Patients say makeshift translation practices, like using family members or untrained staff, often leave them feeling embarrassed, that their privacy has been compromised and that the translators have omitted information. They also say these concerns cause them not to talk about personal issues when interpreters are present.
"Medical translation is complicated and subtle," said Yolanda Partida, MSW, DPA, program director of Hablamos Juntos: Improving Patient-Provider Communications for Latinos, a new, $18.5-million national initiative of the Robert Wood Johnson Foundation. "The fact that nearly two-thirds of the patients in this survey have concerns about using interpreters indicates that these makeshift approaches are not working."
Hablamos Juntos-We Speak Together-is aimed at developing and validating effective and affordable models using trained translation services to help providers overcome language barriers. "The solutions to these problems are not clear," Partida said. "We are at an early stage in our understanding of how best to provide and pay for interpretation services."

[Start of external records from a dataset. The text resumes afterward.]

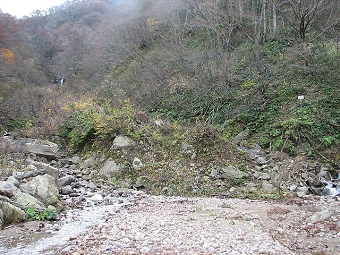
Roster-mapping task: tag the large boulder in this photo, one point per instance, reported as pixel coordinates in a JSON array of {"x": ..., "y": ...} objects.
[
  {"x": 231, "y": 173},
  {"x": 25, "y": 200},
  {"x": 1, "y": 219},
  {"x": 42, "y": 187},
  {"x": 110, "y": 169},
  {"x": 11, "y": 213},
  {"x": 41, "y": 147},
  {"x": 6, "y": 189}
]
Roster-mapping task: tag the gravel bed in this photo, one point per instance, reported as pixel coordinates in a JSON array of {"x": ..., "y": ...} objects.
[{"x": 174, "y": 225}]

Hablamos Juntos, housed at the Tomás Rivera Policy Institute, Claremont Graduate University, Claremont, CA, will provide grants of up to $1 million to as many as 10 health care provider organizations in communities or catchment areas with new and fast-growing Latino populations. To be eligible for the program, applicants must serve a community, city, county or catchment area that has a minimum Latino population of 10,000 in 2000 and has experienced at least a 50 percent growth in Latino population from 1990 to 2000.
The program is open to provider organizations such as physician groups, community health centers, hospitals, state Medicaid agencies, health plans/managed care plans, local health authorities or health profession organizations, or a consortium of these organizations.

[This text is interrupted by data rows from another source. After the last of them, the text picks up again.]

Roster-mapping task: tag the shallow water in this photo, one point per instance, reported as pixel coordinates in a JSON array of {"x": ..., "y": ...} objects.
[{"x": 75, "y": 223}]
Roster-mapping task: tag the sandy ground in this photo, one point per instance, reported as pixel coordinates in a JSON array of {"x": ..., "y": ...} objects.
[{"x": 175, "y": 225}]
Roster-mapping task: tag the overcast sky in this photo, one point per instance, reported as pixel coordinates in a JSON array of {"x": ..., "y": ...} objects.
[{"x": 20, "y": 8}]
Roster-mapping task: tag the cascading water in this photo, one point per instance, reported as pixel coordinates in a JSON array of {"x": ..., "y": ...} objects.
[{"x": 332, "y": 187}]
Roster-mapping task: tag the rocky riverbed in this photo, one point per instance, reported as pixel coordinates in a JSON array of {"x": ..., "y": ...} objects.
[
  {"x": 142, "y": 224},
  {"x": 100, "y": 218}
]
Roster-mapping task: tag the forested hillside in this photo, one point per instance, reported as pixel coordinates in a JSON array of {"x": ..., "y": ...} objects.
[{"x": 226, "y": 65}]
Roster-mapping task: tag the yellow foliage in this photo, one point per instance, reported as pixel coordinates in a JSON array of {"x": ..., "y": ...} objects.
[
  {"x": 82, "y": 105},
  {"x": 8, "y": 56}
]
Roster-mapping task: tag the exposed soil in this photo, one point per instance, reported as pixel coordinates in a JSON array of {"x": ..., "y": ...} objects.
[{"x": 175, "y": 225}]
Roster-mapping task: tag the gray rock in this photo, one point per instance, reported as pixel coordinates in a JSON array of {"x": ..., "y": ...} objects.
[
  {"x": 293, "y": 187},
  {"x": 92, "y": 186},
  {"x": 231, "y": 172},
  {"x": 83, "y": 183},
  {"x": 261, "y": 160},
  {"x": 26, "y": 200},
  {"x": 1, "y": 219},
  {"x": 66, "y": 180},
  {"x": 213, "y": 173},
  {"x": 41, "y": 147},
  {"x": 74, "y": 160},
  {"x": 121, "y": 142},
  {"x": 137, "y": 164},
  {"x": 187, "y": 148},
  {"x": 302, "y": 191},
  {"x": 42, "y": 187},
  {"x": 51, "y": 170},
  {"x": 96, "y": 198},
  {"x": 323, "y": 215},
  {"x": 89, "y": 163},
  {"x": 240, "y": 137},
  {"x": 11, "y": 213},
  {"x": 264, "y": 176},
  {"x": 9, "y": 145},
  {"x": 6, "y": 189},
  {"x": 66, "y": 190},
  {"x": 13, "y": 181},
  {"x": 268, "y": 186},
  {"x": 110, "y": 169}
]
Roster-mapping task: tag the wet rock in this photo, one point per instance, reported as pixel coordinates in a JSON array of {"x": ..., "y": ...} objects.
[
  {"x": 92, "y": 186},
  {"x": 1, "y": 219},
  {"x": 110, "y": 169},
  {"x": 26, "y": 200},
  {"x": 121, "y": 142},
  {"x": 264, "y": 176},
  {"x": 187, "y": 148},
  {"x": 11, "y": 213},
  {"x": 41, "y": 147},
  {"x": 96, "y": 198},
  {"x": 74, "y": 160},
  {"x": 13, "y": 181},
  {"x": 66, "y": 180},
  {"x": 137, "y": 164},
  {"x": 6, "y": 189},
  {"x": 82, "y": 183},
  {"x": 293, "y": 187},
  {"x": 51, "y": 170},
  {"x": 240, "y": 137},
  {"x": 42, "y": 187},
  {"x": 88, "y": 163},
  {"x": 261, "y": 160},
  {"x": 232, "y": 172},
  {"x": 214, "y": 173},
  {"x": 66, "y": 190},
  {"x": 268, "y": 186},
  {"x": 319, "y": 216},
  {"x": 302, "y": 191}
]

"Hablamos Juntos is a starting point," said Lavizzo-Mourey. "We chose to focus on Spanish because of the size and growth of the Spanish-speaking population in the U.S. But we hope that what we learn through this program will help patients and providers who encounter barriers from other languages."

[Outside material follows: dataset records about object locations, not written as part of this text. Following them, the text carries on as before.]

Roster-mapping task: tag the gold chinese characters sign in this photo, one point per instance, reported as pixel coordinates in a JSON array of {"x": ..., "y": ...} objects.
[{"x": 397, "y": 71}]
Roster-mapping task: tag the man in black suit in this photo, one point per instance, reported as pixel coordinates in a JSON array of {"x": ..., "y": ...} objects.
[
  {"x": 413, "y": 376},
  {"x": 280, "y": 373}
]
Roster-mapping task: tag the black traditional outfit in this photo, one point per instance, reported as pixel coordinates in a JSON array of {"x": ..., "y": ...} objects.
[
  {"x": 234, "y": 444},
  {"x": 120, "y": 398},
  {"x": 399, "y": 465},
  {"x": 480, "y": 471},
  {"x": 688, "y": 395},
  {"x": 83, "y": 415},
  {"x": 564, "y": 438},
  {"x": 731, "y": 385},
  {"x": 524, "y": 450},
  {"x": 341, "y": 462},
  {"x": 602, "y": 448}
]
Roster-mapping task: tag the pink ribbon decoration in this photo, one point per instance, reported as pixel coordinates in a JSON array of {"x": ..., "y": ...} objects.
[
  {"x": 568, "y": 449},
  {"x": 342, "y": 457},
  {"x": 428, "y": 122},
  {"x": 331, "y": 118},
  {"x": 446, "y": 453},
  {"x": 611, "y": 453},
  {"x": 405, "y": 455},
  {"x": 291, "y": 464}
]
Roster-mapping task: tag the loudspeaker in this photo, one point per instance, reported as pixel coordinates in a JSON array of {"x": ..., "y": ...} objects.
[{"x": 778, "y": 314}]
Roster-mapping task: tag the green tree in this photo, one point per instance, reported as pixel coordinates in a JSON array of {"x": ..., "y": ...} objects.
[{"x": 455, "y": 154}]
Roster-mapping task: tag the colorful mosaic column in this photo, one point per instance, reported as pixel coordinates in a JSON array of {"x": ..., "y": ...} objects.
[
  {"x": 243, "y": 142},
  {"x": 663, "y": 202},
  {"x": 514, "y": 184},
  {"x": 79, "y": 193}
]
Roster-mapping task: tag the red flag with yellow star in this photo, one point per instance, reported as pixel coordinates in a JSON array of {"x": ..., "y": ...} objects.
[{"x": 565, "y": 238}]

For more information on the Hablamos Juntos program, visit the initiative's website at www.hablamosjuntos.org.
Wirthlin Worldwide is a global marketing and opinion research and consulting firm headquartered in McLean, Virginia.
During the months of October and November, Wirthlin Worldwide conducted telephone surveys among health care providers and Spanish-speaking Latino adults. Interviews were conducted across geographic areas in the United States where Latinos comprise over five percent of the general population and have experienced growth over 75 percent between 1990 and 2000.
Interviews were conducted with 1,001 health care providers (comprised of physicians, nurses, hospital executives and pharmacists) who indicated that at least five percent of their patient base was primarily Spanish speaking. In addition, interviews were conducted in Spanish with 500 Spanish Speaking Latino adults.
the Robert Wood Johnson Foundation, based in Princeton, N.J., is the nation's largest philanthropy devoted exclusively to health and health care. It concentrates its grantmaking in four goal areas: to assure that all Americans have access to basic health care at reasonable cost; to improve care and support for people with chronic health conditions; to promote healthy communities and lifestyles; and to reduce the personal, social and economic harm caused by substance abuse -- tobacco, alcohol, and illicit drugs.